The ruling covered India's schemes such as the Export Oriented Units (EOU) Scheme and Sector-Specific Schemes, including the Electronics Hardware Technology Parks (EHTP) Scheme and the Bio-Technology Parks (BTP) Scheme (the EOU/EHTP/BTP Schemes), the Merchandise Exports from India Scheme (MEIS), the Export Promotion Capital Goods (EPCG) Scheme, the Special Economic Zones (SEZ) Scheme and the Duty-Free Imports for Exporters Scheme (DFIS). The complaint was that these schemes provide for certain exemptions from (or reductions of) customs duties or taxes, or for the granting by the government of freely transferable "scrips" that can be used for payment of customs duties on certain goods, payment of excise on certain goods, and payment of certain other dues such as for shortfalls in export obligation. There are more than 8,000 products eligible for the "scrips", nearly double the number of products covered since its introduction in 2015. Exports under the SEZ have increased over 6,000 per cent from 2000 to 2017 and in 2016 accounted for over $82 billion in exports, or 30 per cent of India's export volume. Terming these measures as export subsidies, US had pointed out that it provides an unfair competitive advantage to recipients, and WTO rules expressly prohibit them. It also noted that India has been using a limited exception to this rule meant for specified developing countries until they reach a defined economic benchmark ($1000 per capita GDP), though it continues it even after it surpassed the per-capita benchmark in 2015. "India's exemption has expired, but India has not withdrawn its export subsidies. The panel report rejects India's assertion that it is entitled to additional time to provide export subsidies even after hitting the defined economic benchmark. The panel report concludes that each program is an export subsidy inconsistent with India's WTO obligations," the USTR states.

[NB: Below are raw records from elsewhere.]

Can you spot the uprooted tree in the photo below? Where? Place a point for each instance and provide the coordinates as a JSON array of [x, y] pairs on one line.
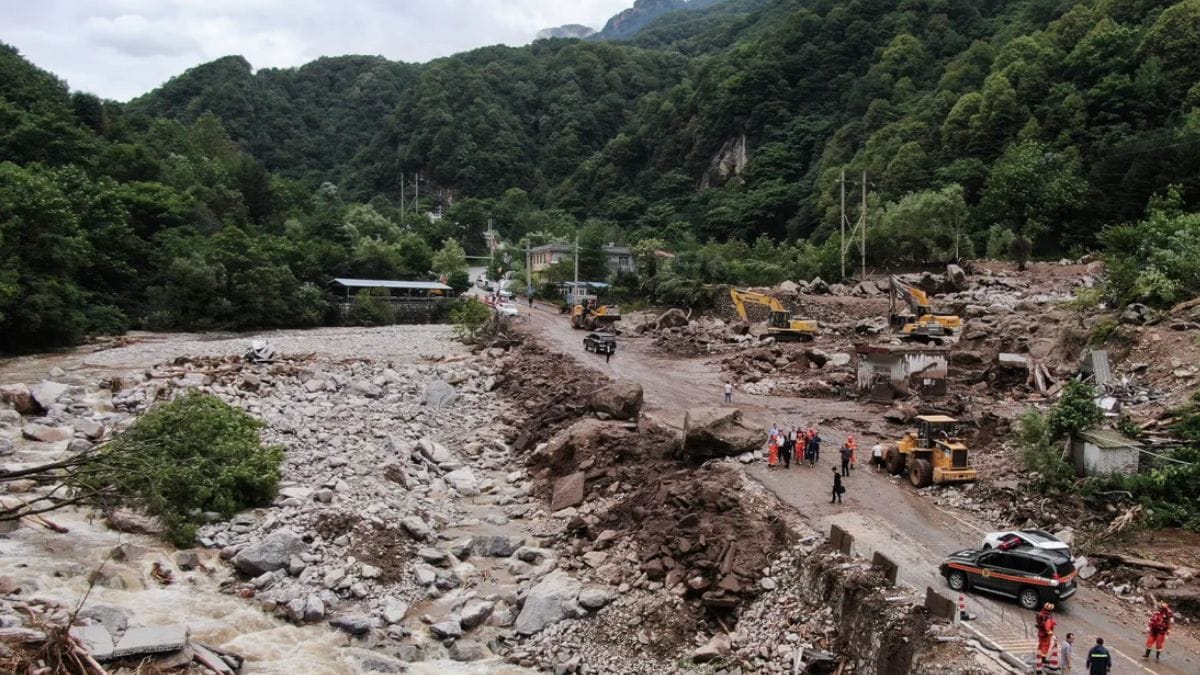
[[184, 461]]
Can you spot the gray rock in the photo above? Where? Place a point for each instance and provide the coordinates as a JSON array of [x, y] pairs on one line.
[[468, 650], [415, 527], [619, 400], [47, 434], [48, 393], [497, 545], [475, 613], [568, 491], [364, 389], [270, 554], [547, 602], [447, 629], [594, 598], [353, 623], [394, 610], [463, 481], [439, 394]]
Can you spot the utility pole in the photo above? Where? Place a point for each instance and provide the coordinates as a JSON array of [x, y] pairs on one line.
[[858, 227]]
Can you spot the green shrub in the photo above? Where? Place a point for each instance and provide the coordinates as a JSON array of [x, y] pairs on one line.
[[371, 308], [469, 317], [184, 458]]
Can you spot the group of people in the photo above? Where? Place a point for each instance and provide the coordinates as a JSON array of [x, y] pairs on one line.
[[803, 444], [1057, 658]]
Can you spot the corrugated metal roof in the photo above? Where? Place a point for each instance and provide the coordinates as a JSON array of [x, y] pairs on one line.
[[1109, 438], [384, 284]]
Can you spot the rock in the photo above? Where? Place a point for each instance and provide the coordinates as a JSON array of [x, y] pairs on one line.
[[447, 629], [91, 429], [955, 278], [187, 560], [594, 598], [394, 610], [619, 400], [353, 623], [568, 491], [496, 545], [475, 613], [1137, 314], [463, 481], [151, 639], [439, 394], [364, 389], [671, 318], [714, 431], [717, 646], [313, 608], [48, 393], [19, 398], [47, 434], [270, 554], [468, 650], [546, 602], [415, 527]]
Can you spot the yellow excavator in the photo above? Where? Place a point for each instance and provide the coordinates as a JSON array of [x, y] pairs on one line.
[[591, 317], [918, 322], [780, 324], [933, 454]]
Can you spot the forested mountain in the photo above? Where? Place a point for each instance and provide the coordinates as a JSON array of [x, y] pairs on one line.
[[1027, 126]]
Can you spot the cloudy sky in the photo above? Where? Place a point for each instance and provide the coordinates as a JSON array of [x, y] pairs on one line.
[[121, 48]]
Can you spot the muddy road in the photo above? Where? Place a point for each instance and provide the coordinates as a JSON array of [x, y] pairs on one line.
[[881, 512]]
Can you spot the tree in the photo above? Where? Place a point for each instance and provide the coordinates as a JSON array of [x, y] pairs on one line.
[[450, 260]]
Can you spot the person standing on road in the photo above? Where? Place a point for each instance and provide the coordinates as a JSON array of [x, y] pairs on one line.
[[1159, 627], [877, 457], [1045, 625], [1099, 661]]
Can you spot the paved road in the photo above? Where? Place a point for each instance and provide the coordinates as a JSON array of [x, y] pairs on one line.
[[881, 512]]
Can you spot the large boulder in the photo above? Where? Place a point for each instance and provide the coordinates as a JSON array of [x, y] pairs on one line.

The first reason why the verdict does not pose an immediate worry is that due to purely technical reasons, it may take several months before the ruling will become enforceable. India is certain to utilise the provision to appeal against WTO rulings. An Appellate Body can look into such appeals and give a final verdict (within 60 days in this case). The last date for India to approach the Appellate Body (in this case) is November 30. However, by December 11, two of the three remaining jury members of the Appellate panel will retire. With no postings happening to fill the vacancies since 2017 (due to the opposition from the US), India's appeal against the WTO verdict is likely to get stuck for months.
The second reason is that the Central government has been planning to stop the export incentives that have been questioned under WTO rules for quite some time. A couple of months before the dispute panel's ruling, finance minister Nirmala Sitharaman had announced a new scheme - Remission of Duties or Taxes on Export Product (RoDTEP) - to incentivise the exports at an estimated cost of Rs 50,000 crore as a replacement for the biggest scheme in the WTO ruling list, the Merchandise Exports from India Scheme (MEIS). Since the total revenue impact of MEIS for 2018-19 is estimated to be Rs 36,615 crore, the amount earmarked for RoDTEP is expected to more than adequately incentivise exports for all the schemes that may have to be withdrawn in the wake of adverse WTO ruling. While the revenue impact of EOU/EHTP/STP/SEZ schemes during 2018-19 is estimated to be Rs 5,734 crore, EPCG is Rs 3,220 crore and Duty Free Import Authorization Scheme is Rs 673 crore.
The third reason why India's problems will not be aggravated due to the WTO ruling is that there are bigger problems that are already turning Indian exports non competitive and unless urgent measures are taken to address these issues -high cost of production, logistics, financing etc - mere incentives will not take Indian exports very far in the long-term. Any move to clear these bottlenecks will more than compensate for any setbacks industry may face due to loss of incentives.
While India should be concerned about any adverse ruling from WTO, it has to set its house in order to ensure the growth of its external trade.